Cherreads

Chapter 16 - CHAPTER 16 The Angry Prophet

Jonah did not enter the city that day.

He stayed outside, sitting on a rough rock from where he could see the walls of

Nineveh silhouetted against the sky. The city was alive, intact. There was no smoke of

destruction, no screams of terror, no smoldering ruins. Only life going on, people

walking, children running cautiously, adults still wearing sackcloth but beginning to

raise their eyes.

And that enraged him.

The anger didn't come as a sudden outburst. It was a slow, deep pressure that built up in

his chest until it was hard to breathe. Jonah clenched his fists. Sand got between his

fingers, but he didn't loosen them.

"I knew it," he said aloud, bitterly. "I knew it from the beginning."

His voice echoed faintly in the open air, with no human witnesses. He wasn't shouting to be heard

by others; he was shouting because he could no longer remain silent.

"That's why I ran away," he continued. "That's why I wanted to go in the opposite direction. Because I knew that's how you

are."

The words came out harshly, but also wearily. They weren't new. They had

been forming in the depths of her heart for years.

"Gracious... merciful... slow to anger... abounding in love," she listed, almost

spitting out each quality. "Always the same. Always forgiving when I expect

justice."

He got up from the rock and began pacing back and forth, unable to stay still.

"Do you know what they've done?" he asked the air. "Do you know how many towns they've

destroyed? How many lives they've broken? How many cries have risen to heaven because of

them?"

He stopped abruptly.

— And yet… you forgive them.Silence surrounded him, immense, patient.

Jonah laughed bitterly.

"You saved me from the sea for this," he said. "To see me standing here, watching my

enemies live."

The confession was more honest than I expected.

For the first time, Jonah wasn't trying to justify his anger with theological arguments. He wasn't

talking about doctrine or abstract justice. He was talking about pain, about wounds, about a

collective memory that hadn't healed.

"I would have preferred to die," he admitted, his voice breaking. "I would have preferred not to see this."

He slumped back down onto the rock. Exhaustion struck him suddenly, not physical,

but of the soul. The anger, held for too long, weighed him down.

"Take my life," she whispered. "Because dying is better than living like this."

The sentence hung in the air.

There was no immediate response.

The sun moved slowly across the sky. The heat intensified. Jonah felt sweat trickle down his

back. He closed his eyes, perhaps waiting for a reprimand, a clap of thunder, something to

justify his anger.

But what arrived was a question.

Not strong.

Not accusatory.

A simple, direct question.

— Do you think it's okay to get so angry?

Jonah opened his eyes suddenly.

The question threw him off.

It wasn't an order.

It wasn't a harsh correction.

It was an invitation to look inward.—Yes —he answered without thinking—. Yes, that sounds good to me.

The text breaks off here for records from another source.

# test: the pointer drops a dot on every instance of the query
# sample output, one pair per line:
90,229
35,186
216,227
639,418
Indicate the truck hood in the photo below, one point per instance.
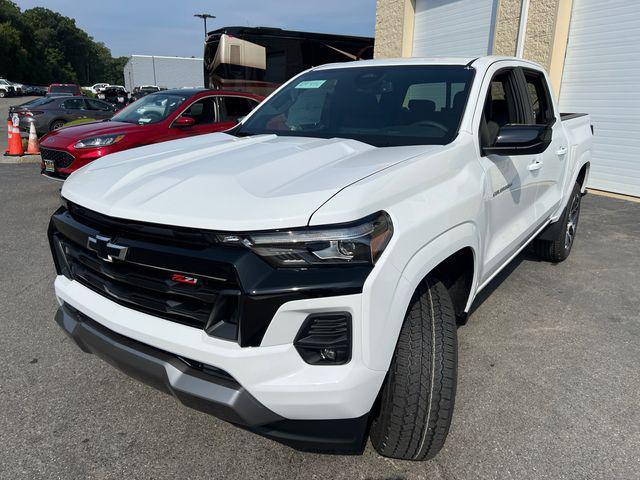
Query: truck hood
220,182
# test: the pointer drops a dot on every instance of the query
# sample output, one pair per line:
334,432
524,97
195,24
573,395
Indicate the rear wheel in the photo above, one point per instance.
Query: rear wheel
418,395
559,248
56,124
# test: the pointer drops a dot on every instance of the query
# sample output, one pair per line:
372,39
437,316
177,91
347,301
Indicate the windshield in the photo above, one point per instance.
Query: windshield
63,89
150,109
381,106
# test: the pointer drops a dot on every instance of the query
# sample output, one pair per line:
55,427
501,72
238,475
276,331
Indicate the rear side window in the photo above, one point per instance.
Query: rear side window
501,106
63,89
73,104
236,107
203,111
538,94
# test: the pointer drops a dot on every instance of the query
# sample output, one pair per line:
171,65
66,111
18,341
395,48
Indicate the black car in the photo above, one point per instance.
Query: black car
116,96
52,112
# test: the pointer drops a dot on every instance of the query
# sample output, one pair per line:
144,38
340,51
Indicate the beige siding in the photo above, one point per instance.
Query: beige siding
545,38
394,28
541,23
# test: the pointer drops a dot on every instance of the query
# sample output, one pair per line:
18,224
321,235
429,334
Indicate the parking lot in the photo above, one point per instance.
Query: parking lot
548,376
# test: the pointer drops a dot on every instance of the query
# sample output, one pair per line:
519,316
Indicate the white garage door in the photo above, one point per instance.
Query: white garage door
453,27
602,77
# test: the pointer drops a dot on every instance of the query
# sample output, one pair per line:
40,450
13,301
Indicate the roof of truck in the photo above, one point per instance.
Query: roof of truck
478,62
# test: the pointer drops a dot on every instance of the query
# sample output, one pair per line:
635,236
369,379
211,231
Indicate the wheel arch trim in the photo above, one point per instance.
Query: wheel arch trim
378,354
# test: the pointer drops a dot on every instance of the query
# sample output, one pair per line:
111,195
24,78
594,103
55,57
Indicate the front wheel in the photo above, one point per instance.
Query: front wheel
418,395
558,249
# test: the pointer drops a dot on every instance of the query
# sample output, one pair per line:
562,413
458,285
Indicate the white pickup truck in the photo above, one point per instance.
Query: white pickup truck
303,275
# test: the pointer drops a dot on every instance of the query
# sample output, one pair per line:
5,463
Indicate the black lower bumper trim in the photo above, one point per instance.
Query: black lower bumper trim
209,390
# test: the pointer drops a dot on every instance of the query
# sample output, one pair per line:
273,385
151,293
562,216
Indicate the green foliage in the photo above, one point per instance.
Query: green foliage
40,46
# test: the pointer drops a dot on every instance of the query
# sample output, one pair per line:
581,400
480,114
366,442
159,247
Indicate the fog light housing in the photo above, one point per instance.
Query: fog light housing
325,339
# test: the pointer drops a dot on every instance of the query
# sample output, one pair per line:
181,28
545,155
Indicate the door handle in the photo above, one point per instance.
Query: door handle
537,165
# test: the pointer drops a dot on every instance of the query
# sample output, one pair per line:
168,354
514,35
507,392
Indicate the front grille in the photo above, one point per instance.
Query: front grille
143,288
184,275
60,159
168,284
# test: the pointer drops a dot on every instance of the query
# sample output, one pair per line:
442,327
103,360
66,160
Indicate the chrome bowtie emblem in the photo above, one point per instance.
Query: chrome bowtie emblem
105,249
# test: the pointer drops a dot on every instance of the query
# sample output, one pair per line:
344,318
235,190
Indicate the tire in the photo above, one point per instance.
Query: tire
559,248
56,124
417,398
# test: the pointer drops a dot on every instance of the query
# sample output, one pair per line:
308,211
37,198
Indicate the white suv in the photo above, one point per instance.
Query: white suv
304,274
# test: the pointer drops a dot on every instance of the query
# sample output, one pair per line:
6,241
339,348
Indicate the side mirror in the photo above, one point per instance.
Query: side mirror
520,140
182,122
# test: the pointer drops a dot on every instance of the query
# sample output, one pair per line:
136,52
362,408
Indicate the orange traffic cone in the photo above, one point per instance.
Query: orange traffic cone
33,148
15,146
9,131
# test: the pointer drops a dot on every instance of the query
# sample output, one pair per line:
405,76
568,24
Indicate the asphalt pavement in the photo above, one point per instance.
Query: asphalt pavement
548,387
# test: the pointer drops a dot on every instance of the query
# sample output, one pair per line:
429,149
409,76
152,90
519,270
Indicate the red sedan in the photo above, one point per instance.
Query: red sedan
162,116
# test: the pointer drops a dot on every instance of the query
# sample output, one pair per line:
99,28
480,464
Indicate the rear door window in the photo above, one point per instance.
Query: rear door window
236,107
203,111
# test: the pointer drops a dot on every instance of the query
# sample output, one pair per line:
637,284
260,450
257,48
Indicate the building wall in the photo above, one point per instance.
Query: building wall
394,28
505,37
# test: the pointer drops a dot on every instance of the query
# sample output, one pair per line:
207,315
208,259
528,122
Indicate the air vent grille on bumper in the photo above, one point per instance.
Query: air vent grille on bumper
325,339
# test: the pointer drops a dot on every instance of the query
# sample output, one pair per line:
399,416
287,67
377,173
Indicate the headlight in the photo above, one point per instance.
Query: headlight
360,242
101,141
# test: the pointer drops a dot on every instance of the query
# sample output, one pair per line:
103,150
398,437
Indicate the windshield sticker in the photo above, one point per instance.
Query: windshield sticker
311,84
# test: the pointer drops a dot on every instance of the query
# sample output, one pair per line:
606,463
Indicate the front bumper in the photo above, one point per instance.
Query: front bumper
209,390
273,373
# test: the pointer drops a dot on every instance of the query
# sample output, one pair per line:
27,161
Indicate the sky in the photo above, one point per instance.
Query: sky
163,27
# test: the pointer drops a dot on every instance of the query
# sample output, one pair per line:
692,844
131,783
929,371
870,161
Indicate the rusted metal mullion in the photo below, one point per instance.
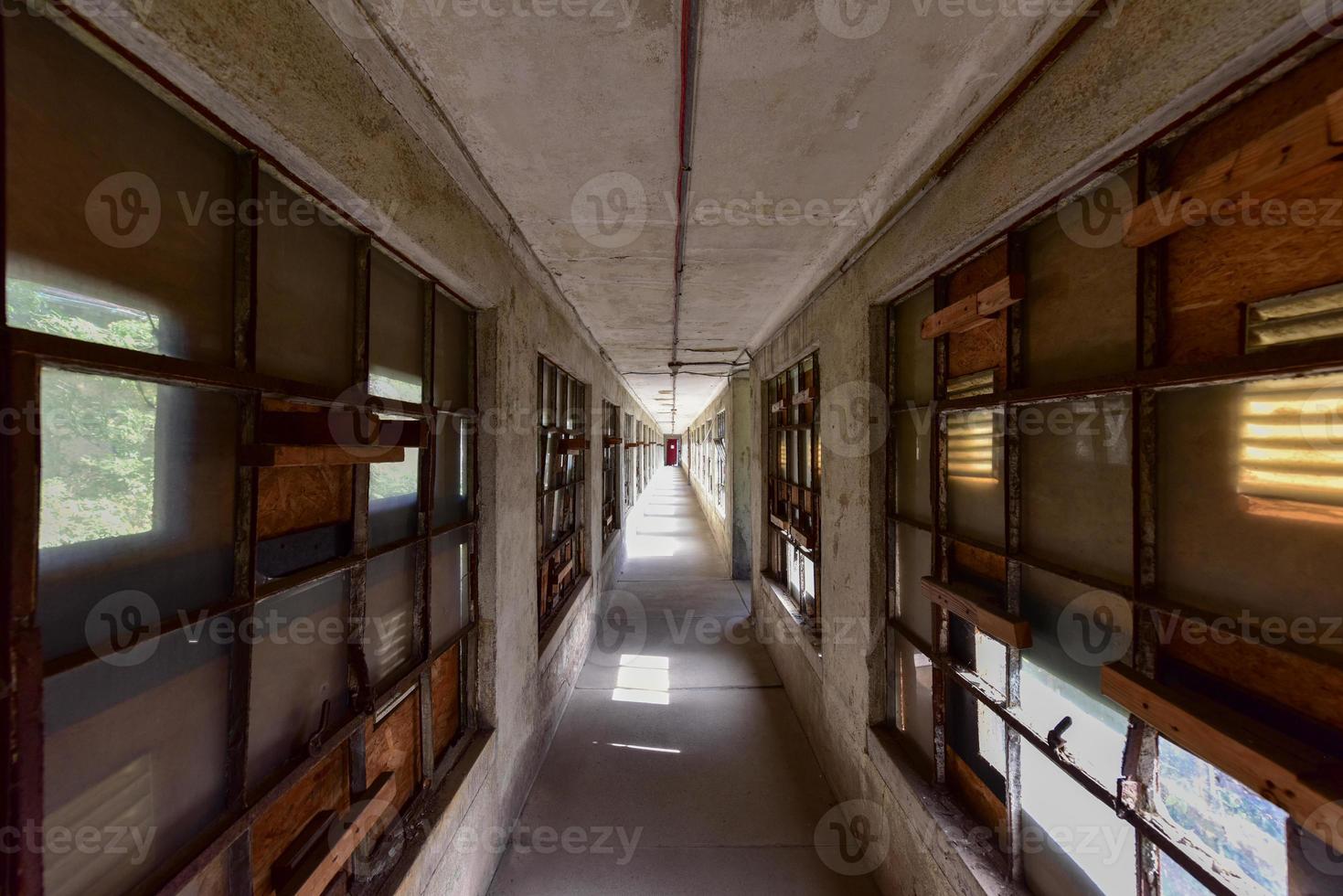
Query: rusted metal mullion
1013,534
248,175
424,551
466,667
1142,746
941,543
360,687
20,452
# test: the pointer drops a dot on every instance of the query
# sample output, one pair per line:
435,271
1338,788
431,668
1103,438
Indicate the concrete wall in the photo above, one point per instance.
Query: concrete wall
732,529
294,91
1110,91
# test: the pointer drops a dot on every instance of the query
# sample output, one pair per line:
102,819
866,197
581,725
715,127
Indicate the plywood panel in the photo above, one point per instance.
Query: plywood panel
325,787
984,347
292,498
1214,271
394,746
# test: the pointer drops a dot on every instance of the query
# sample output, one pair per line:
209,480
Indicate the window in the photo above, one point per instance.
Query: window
1024,503
560,465
182,498
610,472
720,463
793,484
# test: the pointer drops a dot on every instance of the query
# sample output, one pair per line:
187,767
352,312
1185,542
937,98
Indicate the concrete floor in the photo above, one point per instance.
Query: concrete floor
678,766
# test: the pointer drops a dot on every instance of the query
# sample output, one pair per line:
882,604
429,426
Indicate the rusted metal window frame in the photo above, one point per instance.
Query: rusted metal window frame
1142,386
26,352
784,531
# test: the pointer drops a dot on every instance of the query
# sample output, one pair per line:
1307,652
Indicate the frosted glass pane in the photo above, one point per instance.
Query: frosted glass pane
298,663
391,601
912,352
452,355
975,498
453,472
450,586
1223,817
305,305
1077,491
1213,539
395,332
137,747
1082,320
913,443
913,552
108,226
137,496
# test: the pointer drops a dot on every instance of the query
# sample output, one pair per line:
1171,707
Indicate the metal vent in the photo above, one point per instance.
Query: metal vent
1303,317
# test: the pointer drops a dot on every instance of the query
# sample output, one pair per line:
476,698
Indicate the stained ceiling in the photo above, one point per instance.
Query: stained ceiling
805,120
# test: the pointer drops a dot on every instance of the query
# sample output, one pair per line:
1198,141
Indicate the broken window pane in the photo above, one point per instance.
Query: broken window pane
395,332
1223,816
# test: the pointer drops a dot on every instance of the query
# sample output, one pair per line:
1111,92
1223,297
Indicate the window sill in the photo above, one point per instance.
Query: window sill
794,626
964,849
553,635
442,813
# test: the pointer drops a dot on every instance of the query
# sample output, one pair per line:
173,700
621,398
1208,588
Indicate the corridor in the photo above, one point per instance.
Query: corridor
680,736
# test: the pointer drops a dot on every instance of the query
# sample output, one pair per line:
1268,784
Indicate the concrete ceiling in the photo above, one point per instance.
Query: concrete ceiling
810,117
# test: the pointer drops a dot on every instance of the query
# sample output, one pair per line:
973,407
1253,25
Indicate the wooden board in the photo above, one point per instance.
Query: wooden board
1271,672
979,561
1289,774
266,455
360,822
447,707
394,746
326,787
1216,271
978,797
293,498
1289,154
976,607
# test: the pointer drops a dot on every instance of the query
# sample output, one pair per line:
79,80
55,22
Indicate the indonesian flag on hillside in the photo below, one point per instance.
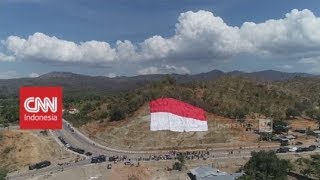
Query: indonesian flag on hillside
174,115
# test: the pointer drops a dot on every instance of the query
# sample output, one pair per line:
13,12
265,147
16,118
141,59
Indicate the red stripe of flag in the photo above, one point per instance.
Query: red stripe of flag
177,107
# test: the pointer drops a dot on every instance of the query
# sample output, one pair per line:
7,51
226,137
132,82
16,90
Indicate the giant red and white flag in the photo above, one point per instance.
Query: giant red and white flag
174,115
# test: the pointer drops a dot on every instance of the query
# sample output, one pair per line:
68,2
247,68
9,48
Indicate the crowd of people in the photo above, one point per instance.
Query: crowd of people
171,155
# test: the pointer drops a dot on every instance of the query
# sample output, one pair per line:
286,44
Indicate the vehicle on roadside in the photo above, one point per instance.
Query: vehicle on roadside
88,154
284,143
293,149
283,150
98,159
128,163
312,147
112,159
298,143
40,165
78,150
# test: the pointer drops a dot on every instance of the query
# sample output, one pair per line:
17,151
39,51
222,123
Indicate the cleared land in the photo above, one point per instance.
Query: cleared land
134,133
21,148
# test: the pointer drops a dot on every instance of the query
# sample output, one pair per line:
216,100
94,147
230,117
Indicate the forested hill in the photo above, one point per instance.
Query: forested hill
76,84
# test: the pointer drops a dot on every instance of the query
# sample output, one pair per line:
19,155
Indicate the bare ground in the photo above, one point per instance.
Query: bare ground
134,134
20,148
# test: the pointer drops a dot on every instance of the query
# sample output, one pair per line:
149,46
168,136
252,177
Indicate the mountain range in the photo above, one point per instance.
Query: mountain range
76,83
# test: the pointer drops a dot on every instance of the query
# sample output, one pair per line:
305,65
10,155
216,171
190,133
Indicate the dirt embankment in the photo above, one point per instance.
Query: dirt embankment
134,133
19,148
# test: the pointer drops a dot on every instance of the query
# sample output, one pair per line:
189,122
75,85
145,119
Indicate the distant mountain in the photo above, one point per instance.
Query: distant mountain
77,83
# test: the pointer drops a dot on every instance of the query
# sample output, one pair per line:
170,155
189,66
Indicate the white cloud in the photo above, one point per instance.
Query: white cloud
198,35
4,57
149,70
111,75
164,69
286,66
9,75
33,75
312,62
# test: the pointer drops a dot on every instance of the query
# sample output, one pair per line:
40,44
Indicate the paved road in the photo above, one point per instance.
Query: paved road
77,139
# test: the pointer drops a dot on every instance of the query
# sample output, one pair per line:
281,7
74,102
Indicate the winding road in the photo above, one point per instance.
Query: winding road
77,139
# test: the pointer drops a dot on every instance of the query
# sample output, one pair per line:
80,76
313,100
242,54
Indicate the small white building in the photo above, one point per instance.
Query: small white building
73,111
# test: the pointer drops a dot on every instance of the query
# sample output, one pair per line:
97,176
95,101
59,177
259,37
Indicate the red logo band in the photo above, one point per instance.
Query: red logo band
41,107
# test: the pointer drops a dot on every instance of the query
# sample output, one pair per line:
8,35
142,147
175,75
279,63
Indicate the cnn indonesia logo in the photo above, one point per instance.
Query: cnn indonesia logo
41,108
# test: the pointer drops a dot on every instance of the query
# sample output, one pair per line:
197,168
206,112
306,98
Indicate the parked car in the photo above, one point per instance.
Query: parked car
127,163
40,165
283,150
298,143
312,147
98,159
284,144
293,149
88,153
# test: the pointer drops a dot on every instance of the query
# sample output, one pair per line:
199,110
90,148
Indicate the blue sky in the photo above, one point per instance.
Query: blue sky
162,36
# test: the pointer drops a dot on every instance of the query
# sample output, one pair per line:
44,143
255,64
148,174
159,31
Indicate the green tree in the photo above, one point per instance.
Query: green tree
179,165
292,113
280,126
265,165
3,173
311,166
116,113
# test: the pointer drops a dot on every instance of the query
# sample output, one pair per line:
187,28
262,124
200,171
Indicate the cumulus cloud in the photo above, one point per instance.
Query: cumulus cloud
198,35
4,57
312,62
164,69
33,75
111,75
286,66
9,75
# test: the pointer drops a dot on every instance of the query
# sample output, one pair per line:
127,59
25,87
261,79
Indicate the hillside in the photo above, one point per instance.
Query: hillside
134,133
76,84
229,96
235,95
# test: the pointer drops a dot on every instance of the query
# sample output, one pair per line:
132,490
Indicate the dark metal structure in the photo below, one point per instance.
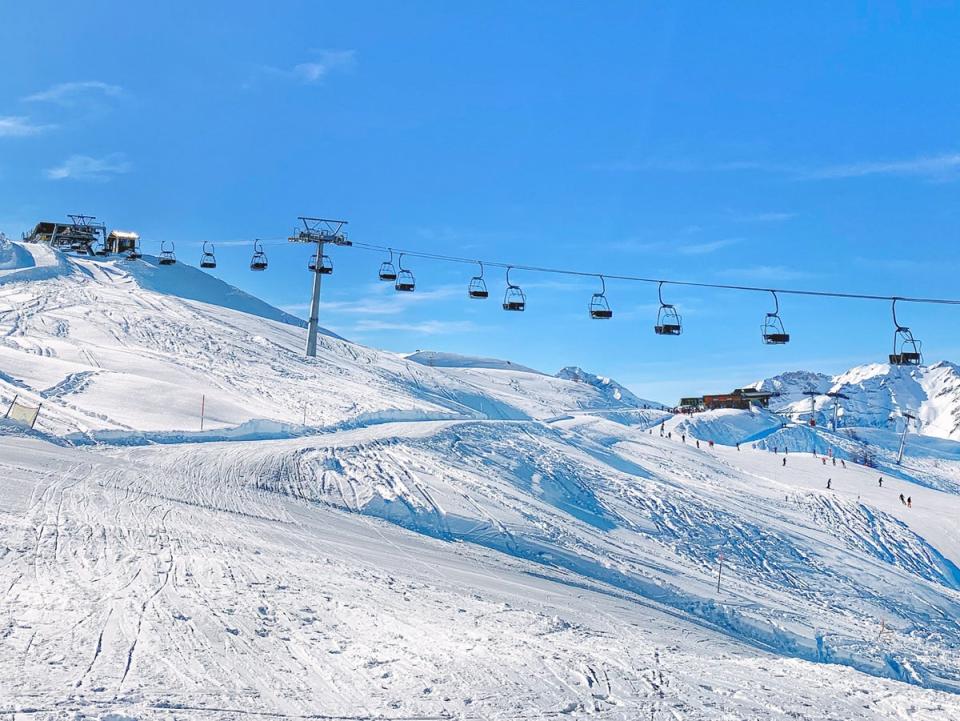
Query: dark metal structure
599,306
668,319
906,348
325,266
405,280
514,298
167,256
208,260
477,288
259,259
387,271
319,231
772,328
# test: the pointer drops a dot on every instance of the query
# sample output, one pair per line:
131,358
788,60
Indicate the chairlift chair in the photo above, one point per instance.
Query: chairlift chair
906,348
325,267
599,306
387,271
207,260
668,320
478,287
167,256
405,281
514,298
772,328
259,259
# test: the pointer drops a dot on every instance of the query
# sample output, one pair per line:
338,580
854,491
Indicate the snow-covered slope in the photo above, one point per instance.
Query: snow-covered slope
458,540
878,395
118,347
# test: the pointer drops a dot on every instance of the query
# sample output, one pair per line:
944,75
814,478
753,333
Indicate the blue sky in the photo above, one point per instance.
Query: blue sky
805,145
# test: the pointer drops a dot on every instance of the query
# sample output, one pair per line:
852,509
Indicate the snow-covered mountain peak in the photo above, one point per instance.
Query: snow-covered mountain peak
610,388
877,395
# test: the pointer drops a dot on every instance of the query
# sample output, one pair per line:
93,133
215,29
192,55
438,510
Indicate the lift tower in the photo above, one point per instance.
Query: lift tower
903,436
812,395
319,231
837,395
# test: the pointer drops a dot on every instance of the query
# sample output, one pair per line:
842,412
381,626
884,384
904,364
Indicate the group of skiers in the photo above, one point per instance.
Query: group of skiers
664,433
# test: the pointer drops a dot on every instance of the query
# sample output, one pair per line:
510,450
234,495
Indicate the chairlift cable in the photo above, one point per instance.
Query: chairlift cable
663,281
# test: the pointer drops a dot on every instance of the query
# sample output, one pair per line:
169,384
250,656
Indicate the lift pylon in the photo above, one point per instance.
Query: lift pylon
319,231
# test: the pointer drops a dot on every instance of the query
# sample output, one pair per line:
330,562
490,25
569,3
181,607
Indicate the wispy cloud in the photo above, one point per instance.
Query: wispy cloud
85,167
18,126
761,217
766,272
69,94
930,166
707,247
314,71
679,165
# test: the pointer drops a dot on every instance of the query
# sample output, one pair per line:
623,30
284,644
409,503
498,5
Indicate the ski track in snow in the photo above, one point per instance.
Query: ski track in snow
472,540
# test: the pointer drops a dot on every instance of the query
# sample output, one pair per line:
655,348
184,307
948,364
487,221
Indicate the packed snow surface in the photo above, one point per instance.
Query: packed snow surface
368,536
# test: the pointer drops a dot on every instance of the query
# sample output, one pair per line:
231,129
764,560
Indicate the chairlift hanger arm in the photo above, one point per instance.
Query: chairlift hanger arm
687,283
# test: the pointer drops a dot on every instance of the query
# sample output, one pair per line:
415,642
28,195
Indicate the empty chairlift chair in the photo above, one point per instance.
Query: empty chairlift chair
514,298
388,272
477,288
167,256
599,306
134,252
906,348
259,259
772,328
405,280
668,320
207,260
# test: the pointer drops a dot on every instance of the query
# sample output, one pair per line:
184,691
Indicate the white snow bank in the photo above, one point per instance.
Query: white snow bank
192,283
729,426
436,359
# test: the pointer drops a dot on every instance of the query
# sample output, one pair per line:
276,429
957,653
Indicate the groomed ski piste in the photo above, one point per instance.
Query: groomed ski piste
365,535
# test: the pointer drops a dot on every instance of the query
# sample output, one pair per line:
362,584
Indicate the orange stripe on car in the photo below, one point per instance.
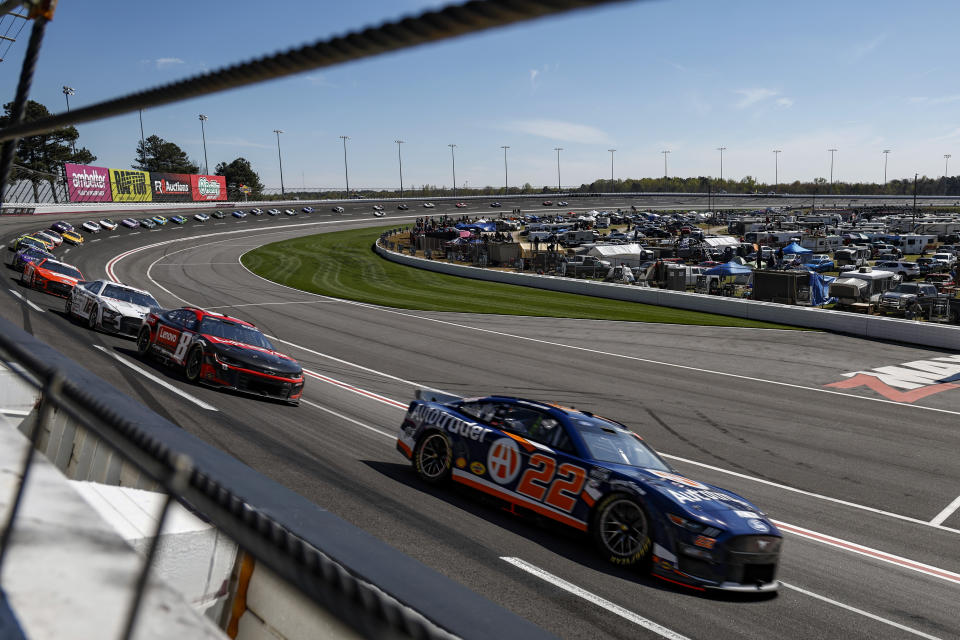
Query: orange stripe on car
509,497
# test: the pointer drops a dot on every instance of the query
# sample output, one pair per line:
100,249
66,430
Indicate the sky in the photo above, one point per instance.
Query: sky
640,77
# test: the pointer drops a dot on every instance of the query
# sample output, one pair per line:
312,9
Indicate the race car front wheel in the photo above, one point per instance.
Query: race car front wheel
621,529
143,341
433,457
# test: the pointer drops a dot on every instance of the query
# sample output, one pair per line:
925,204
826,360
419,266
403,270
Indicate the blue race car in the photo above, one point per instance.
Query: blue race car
599,477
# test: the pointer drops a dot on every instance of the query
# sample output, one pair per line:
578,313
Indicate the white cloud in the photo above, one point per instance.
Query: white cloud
559,130
861,50
753,96
166,63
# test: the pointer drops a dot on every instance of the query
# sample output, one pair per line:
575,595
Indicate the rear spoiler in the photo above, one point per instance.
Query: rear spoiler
432,395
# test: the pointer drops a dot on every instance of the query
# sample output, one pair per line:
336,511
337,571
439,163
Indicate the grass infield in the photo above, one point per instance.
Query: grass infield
343,265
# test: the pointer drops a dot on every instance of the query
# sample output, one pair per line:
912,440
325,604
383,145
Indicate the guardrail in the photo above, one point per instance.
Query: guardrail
923,333
370,587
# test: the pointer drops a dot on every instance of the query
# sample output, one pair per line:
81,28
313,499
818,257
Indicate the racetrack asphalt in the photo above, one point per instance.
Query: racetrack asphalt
854,477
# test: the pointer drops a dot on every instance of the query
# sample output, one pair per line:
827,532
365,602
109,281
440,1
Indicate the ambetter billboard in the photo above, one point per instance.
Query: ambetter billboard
170,187
88,184
128,185
208,188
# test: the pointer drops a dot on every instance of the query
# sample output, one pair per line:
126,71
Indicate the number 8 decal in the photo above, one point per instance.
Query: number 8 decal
561,492
181,351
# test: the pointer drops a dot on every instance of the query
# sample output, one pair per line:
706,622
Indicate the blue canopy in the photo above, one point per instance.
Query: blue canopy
731,268
793,247
477,226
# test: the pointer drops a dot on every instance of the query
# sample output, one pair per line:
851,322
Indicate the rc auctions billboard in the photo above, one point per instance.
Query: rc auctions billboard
208,188
170,187
87,184
128,185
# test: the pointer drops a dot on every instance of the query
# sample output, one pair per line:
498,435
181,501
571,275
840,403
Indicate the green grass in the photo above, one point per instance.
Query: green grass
343,265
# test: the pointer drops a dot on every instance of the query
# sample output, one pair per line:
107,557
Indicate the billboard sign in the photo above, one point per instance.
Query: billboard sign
170,187
205,188
128,185
87,184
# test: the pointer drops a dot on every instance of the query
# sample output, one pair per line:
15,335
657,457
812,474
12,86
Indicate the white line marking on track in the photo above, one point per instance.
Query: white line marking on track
816,495
869,552
22,297
947,512
392,436
163,383
616,609
859,611
349,387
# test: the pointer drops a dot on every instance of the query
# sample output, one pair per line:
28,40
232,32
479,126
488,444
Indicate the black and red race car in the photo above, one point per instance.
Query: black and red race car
221,351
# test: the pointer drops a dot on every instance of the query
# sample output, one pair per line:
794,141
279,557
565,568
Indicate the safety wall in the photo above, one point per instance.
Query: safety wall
924,333
100,184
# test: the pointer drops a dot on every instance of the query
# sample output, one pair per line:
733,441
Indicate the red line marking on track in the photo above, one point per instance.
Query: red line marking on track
888,392
943,574
358,390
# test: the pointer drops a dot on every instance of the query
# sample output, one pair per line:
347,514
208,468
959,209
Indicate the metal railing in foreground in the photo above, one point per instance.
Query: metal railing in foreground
369,586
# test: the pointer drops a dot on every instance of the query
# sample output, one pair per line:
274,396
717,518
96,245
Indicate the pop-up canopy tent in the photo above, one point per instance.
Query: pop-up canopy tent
731,268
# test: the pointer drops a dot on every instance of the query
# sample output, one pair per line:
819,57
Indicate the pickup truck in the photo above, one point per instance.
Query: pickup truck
587,266
902,296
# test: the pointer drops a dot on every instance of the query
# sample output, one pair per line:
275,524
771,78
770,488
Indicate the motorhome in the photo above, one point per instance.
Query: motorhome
863,286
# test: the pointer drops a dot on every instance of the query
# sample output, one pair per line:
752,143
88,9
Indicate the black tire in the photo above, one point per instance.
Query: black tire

Even he was surprised by her sincerity.

"I have the right," he added. "After everything I've seen, everything I've

carried... I have the right to be angry."

There was no immediate response.

The wind blew softly, raising a little dust around. Jonah covered his eyes with his

forearm, annoyed by the bright light.

"They don't deserve this," he insisted. "Not like this. Not so easily."

Silence enveloped him again. But this time it wasn't an empty silence; it was expectant,

as if waiting for Jonah to continue speaking.

"I did obey," he continued, his voice heavy with frustration. "I did suffer. I did descend into the

abyss. And them? They only repent... and live."

The comparison was clear.

And painful.

Jonah realized, with a painful clarity, that he was using his suffering as

currency. As if pain were a prerequisite for grace.

"Is that what you believe?" the silence seemed to ask. "That suffering buys mercy?"

Jonah gritted his teeth.

"I don't know," he finally admitted. "But that's how it feels."

The sun continued its relentless course. The shadow of the rock was insufficient. Jonah

moved, seeking relief, but found none.

"I don't want to be like this," she murmured. "But I don't know how not to be."

For the first time since beginning his mission, Jonah allowed himself to speak the whole truth: he didn't

know how to reconcile God's mercy with the pain he carried inside. He didn't know how to celebrate the

salvation of others without feeling that something was being taken away from him.

The city was still there, alive, breathing. Every distant laugh, every movement behind

the walls, was a constant reminder that destruction had not yet arrived."So what now?" he asked. "What am I supposed to do with this?"

The question did not receive an immediate answer.

But Jonah didn't know that, even as he complained, something was being

prepared. Not a punishment. Not a harsh lesson. But a lesson so simple it would

be unbearable for his pride.

A shadow.

A plant.

A small gesture.

Something that would reveal, without words, the exact place where her heart was still

resisting.

The prophet was angry.

And God was not finished with him yet.